Correspondance de Gustave Flaubert/Tome 1/0069
Quand j’ai fini ma journée, et avant de me coucher, je vous donne à tous pour la nuit une bonne et dernière pensée. C’est ce que je fais maintenant. Dors-tu bien à cette heure-ci, mon bon rat ? Il me semble que je te vois couchée dans ton petit lit, les rideaux fermés, le poêle brûlant, et toi ronflant avec ta bonne mime sous ton bonnet.
Quand tu étais couchée et malade, tu n’avais personne pour te lire, pour te faire des « Lugartin », des « Antony » et des « journalistes de Nevers ». Dans trois semaines, tu me verras revenir, plus disposé que jamais à continuer tous mes rôles, car l’absence de mon public m’ennuie. Voici quelle est ma vie. Je me lève à 8 heures, je vais au cours, je rentre et je déjeune d’une manière très frugale ; je travaille jusqu’à 5 heures du soir, heure à laquelle je vais dîner ; avant 6 heures je suis de retour dans ma chambre, où je m’y divertis jusqu’à minuit ou une heure du matin. À peine si une fois par semaine je descends de l’autre côté de l’eau pour aller voir nos amis.
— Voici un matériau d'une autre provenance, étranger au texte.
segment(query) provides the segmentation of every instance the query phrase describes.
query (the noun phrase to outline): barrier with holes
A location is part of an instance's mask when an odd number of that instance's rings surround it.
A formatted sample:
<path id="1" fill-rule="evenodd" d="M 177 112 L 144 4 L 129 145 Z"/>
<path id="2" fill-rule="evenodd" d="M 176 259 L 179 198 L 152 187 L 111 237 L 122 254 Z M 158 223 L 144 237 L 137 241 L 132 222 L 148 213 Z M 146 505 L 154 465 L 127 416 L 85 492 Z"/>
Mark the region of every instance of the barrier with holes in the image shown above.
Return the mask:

J’ai trouvé tantôt la carte d’Henry Collier, capitaine de vaisseau de Sa Majesté Britannique, qui probablement s’ennuyait de ne pas me voir et était venu avec Herbert me faire une visite. J’irai chez eux vendredi. Henriette est toujours couchée dans son lit ou sur un canapé ; on lui apporte ses repas, elle ne se lève point.
Le gros Vasse[1], qui n’est plus du tout gros, m’a invité à dîner pour jeudi. Je n’aurai qu’à traverser le Luxembourg, à tâcher de m’empiffrer, à sortir ensuite, allumer un cigare, et me retasser dans mon chenil.
J’ai fait marché avec un gargotier du quartier pour qu’il me nourrisse. J’ai devant moi, et payés, trente dîners, si on peut appeler cela des dîners. Maman sera peut-être émerveillée de mon idée économique : elle n’est point gastronomique, mais commode et à bon marché. Je surpasse tous les amateurs du lieu en rapidité pour manger. J’y affecte un genre préoccupé, sombre et dégagé tout à la fois, qui me fait beaucoup rire quand je suis tout seul dans la rue. Le maître est pour moi plein d’égards : ma haute stature l’a prévenu en faveur de mon estomac. Tu me demandes si j’ai un fauteuil : je n’ai pour sièges que trois chaises et une manière de divan qui peut servir à la fois de coffre, de lit, de bibliothèque et d’endroit pour mettre les souliers. Je crois aussi qu’on pourrait en faire une loge à chien ou une écurie pour un poney. C’est le lit que je destine à mes parents quand ils viendront me voir. Je m’aperçois que j’ai dit une malhonnêteté en voulant dire quelque chose de spirituel et faire l’agréable.
Dans toutes les comédies du monde, les fils inventent un tas de blagues pour carotter leur père, afin d’en soutirer de l’argent. Je n’ai aucune blague à inventer, mais j’ai besoin d’argent (de l’argent, toujours de l’argent, ils n’ont que ce mot-là à la bouche). Il me reste la somme de 36 francs et quelques centimes. Tu feras observer que j’ai payé mes meubles et qu’il m’a fallu encore acheter une infinité de choses, telles que pelles, pincettes, bois pour chauffer un homme comme moi, et que de plus je suis resté huit jours à l’hôtel, etc. Je prie donc papa de me dire où je peux aller toucher du blanc.
- ↑ La mère d’Emmanuel Vasse était l’amie d’enfance de Mme Flaubert ; son père fut consul en Orient.